Re: [RESEND RFC 0/2] Paravirtualized Control Register pinning

Liran Alon <liran.alon@xxxxxxxxxx> · Tue, 24 Dec 2019 22:35:43 +0200

> On 24 Dec 2019, at 21:44, Andersen, John S <john.s.andersen@xxxxxxxxx> wrote:
> 
> On Mon, 2019-12-23 at 16:48 +0200, Liran Alon wrote:
>>> On 20 Dec 2019, at 21:26, John Andersen <john.s.andersen@xxxxxxxxx>
>>> wrote:
>>> 
>>> Pinning is not active when running in SMM. Entering SMM disables
>>> pinned
>>> bits, writes to control registers within SMM would therefore
>>> trigger
>>> general protection faults if pinning was enforced.
>> 
>> For compatibility reasons, it’s reasonable that pinning won’t be
>> active when running in SMM.
>> However, I do think we should not allow vSMM code to change pinned
>> values when returning back from SMM.
>> This would prevent a vulnerable vSMI handler from modifying vSMM
>> state-area to modify CR4 when running outside of vSMM.
>> I believe in this case it’s legit to just forcibly restore original
>> CR0/CR4 pinned values. Ignoring vSMM changes.
>> 
> 
> In em_rsm could we just OR with the value of the PINNED MSRs right
> before the final return?

Not exactly.

If I understand correctly, the proposed mechanism should also allow pinning specific
system registers (e.g. CR0/CR4) bits to either being cleared or being set. Not necessarily being set.
As kvm_set_cr0() & kvm_set_cr4() were modified to only check if pinned bit changed value.

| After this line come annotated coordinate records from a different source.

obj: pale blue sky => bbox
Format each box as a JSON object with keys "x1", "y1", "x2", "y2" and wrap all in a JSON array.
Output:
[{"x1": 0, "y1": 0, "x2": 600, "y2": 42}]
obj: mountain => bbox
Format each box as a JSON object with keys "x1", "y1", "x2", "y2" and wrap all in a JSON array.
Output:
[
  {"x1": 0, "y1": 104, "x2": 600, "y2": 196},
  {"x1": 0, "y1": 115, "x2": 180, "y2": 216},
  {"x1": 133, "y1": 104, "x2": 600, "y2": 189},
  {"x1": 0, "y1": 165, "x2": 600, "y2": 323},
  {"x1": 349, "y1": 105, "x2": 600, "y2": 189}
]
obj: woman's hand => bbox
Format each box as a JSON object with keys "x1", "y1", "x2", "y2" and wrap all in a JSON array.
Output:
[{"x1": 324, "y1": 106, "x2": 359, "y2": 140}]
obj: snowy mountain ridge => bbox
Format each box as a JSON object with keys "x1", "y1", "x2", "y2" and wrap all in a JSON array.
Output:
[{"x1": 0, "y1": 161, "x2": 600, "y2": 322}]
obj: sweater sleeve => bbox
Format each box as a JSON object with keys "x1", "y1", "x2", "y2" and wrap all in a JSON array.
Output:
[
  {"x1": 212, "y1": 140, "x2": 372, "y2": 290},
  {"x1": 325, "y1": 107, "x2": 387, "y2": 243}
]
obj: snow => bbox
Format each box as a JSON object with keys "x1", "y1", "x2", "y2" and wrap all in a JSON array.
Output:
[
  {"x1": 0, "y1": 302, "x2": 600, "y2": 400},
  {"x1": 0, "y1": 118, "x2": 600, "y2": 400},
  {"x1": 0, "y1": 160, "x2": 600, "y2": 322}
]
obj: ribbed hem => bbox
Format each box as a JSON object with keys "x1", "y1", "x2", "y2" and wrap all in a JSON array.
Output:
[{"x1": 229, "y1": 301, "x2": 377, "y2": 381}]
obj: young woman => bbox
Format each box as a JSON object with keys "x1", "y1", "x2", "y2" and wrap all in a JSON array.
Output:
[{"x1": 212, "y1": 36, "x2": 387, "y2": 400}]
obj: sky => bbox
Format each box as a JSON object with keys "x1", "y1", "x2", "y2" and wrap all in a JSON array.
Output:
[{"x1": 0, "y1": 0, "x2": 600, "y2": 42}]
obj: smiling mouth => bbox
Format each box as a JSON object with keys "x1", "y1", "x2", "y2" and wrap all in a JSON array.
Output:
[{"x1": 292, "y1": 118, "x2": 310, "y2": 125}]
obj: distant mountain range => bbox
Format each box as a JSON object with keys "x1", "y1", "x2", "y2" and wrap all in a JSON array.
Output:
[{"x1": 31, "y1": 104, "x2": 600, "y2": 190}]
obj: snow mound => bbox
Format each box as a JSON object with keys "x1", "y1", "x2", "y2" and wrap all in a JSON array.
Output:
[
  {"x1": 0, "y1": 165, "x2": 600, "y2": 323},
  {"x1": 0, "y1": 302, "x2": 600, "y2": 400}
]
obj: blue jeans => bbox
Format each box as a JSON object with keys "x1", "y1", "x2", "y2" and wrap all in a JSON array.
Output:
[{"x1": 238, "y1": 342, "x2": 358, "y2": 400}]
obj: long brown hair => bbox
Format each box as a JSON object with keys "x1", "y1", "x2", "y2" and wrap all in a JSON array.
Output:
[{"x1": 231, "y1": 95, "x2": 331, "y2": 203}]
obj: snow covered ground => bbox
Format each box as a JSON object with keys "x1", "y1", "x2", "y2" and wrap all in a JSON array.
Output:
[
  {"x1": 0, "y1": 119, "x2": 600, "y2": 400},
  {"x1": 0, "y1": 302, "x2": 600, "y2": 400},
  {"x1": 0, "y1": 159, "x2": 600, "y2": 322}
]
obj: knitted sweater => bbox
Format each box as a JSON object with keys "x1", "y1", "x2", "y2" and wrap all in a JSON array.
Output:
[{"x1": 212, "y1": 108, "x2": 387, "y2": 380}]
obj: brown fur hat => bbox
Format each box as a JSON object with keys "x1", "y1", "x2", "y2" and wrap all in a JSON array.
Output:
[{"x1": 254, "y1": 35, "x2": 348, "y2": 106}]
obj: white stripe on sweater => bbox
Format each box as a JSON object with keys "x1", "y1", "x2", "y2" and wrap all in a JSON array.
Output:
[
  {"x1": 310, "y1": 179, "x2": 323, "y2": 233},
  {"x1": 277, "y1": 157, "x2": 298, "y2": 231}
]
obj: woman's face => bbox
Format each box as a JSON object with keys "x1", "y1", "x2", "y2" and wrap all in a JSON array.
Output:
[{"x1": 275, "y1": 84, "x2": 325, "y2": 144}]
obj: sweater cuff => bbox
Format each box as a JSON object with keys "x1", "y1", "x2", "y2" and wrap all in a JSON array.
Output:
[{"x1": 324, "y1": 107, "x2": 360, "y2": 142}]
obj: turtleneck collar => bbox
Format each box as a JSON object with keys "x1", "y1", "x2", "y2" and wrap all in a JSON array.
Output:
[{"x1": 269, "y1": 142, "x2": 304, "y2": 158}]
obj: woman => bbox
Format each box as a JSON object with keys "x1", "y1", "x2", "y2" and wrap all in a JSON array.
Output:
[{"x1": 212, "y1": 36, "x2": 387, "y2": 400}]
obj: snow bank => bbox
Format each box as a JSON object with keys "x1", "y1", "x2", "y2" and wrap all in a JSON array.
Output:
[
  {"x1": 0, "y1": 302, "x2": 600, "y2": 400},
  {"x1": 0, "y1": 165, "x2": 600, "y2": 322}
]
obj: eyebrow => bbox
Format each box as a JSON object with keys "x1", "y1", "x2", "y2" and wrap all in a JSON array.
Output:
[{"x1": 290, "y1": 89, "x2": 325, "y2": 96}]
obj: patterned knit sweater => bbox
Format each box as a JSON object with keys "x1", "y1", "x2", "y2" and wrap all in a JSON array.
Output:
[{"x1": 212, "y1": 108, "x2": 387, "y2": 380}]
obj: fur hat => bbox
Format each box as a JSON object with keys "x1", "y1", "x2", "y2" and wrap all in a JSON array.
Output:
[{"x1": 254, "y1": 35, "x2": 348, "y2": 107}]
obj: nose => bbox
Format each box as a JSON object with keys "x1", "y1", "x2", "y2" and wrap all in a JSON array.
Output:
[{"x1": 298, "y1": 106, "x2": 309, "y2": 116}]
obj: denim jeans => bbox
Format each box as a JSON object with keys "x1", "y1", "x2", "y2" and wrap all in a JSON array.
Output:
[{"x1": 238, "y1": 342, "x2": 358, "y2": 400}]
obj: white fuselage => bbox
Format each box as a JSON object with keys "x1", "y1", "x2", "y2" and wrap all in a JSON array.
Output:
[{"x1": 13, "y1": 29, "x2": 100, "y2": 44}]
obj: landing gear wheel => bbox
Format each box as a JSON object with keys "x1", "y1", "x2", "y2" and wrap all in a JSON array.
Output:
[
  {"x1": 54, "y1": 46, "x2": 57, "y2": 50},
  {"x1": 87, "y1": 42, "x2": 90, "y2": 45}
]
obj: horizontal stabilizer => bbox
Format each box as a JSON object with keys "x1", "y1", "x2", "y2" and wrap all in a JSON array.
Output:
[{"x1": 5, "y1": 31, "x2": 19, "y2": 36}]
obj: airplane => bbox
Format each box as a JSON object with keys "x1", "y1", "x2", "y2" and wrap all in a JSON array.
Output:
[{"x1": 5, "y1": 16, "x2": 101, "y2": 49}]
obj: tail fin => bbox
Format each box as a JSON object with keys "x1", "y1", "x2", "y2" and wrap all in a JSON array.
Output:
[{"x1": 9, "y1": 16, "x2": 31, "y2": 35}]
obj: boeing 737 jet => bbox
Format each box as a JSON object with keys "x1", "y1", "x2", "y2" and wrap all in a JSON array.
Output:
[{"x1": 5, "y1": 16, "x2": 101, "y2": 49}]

Therefore, you should modify enter_smm() to save current pinned bits values
and then silently restore their values on em_rsm().

> 
>>> The guest may never read pinned bits. If an attacker were to read
>>> the
>>> CR pinned MSRs, they might decide to preform another attack which
>>> would
>>> not cause a general protection fault.
>> 
>> I disagree with this statement.
>> An attacker knows what is the system it is attacking and can deduce
>> by that which bits it pinned…
>> Therefore, protecting from guest reading these is not important at
>> all.
>> 
> 
> Sure, I'll make it readable.
> 
>>> Should userspace expose the CR pining CPUID feature bit, it must
>>> zero CR
>>> pinned MSRs on reboot. If it does not, it runs the risk of having
>>> the
>>> guest enable pinning and subsequently cause general protection
>>> faults on
>>> next boot due to early boot code setting control registers to
>>> values
>>> which do not contain the pinned bits.
>> 
>> Why reset CR pinned MSRs by userspace instead of KVM INIT handling?
>> 
>>> When running with KVM guest support and paravirtualized CR pinning
>>> enabled, paravirtualized and existing pinning are setup at the same
>>> point on the boot CPU. Non-boot CPUs setup pinning upon
>>> identification.
>>> 
>>> Guests using the kexec system call currently do not support
>>> paravirtualized control register pinning. This is due to early boot
>>> code writing known good values to control registers, these values
>>> do
>>> not contain the protected bits. This is due to CPU feature
>>> identification being done at a later time, when the kernel properly
>>> checks if it can enable protections.
>>> 
>>> Most distributions enable kexec. However, kexec could be made boot
>>> time
>>> disableable. In this case if a user has disabled kexec at boot time
>>> the guest will request that paravirtualized control register
>>> pinning
>>> be enabled. This would expand the userbase to users of major
>>> distributions.
>>> 
>>> Paravirtualized CR pinning will likely be incompatible with kexec
>>> for
>>> the foreseeable future. Early boot code could possibly be changed
>>> to
>>> not clear protected bits. However, a kernel that requests CR bits
>>> be
>>> pinned can't know if the kernel it's kexecing has been updated to
>>> not
>>> clear protected bits. This would result in the kernel being kexec'd
>>> almost immediately receiving a general protection fault.
>> 
>> Instead of disabling kexec entirely, I think it makes more sense to
>> invent
>> some generic mechanism in which new kernel can describe to old kernel
>> a set of flags that specifies which features hand-over it supports.
>> One of them
>> being pinned CRs.
>> 
>> For example, isn’t this also relevant for IOMMU DMA protection?
>> i.e. Doesn’t old kernel need to know if it should disable or enable
>> IOMMU DMAR
>> before kexec to new kernel? Similar to EDK2 IOMMU DMA protection
>> hand-over?
> 
> Great idea.
> 
> Making kexec work will require changes to these files and maybe more:
> 
> arch/x86/boot/compressed/head_64.S
> arch/x86/kernel/head_64.S
> arch/x86/kernel/relocate_kernel_64.S
> 
> Which my previous attempts showed different results when running
> virtualized vs. unvirtualized. Specificity different behavior with SMAP
> and UMIP bits.

I didn’t understand why there should be different results when running virtualized or not.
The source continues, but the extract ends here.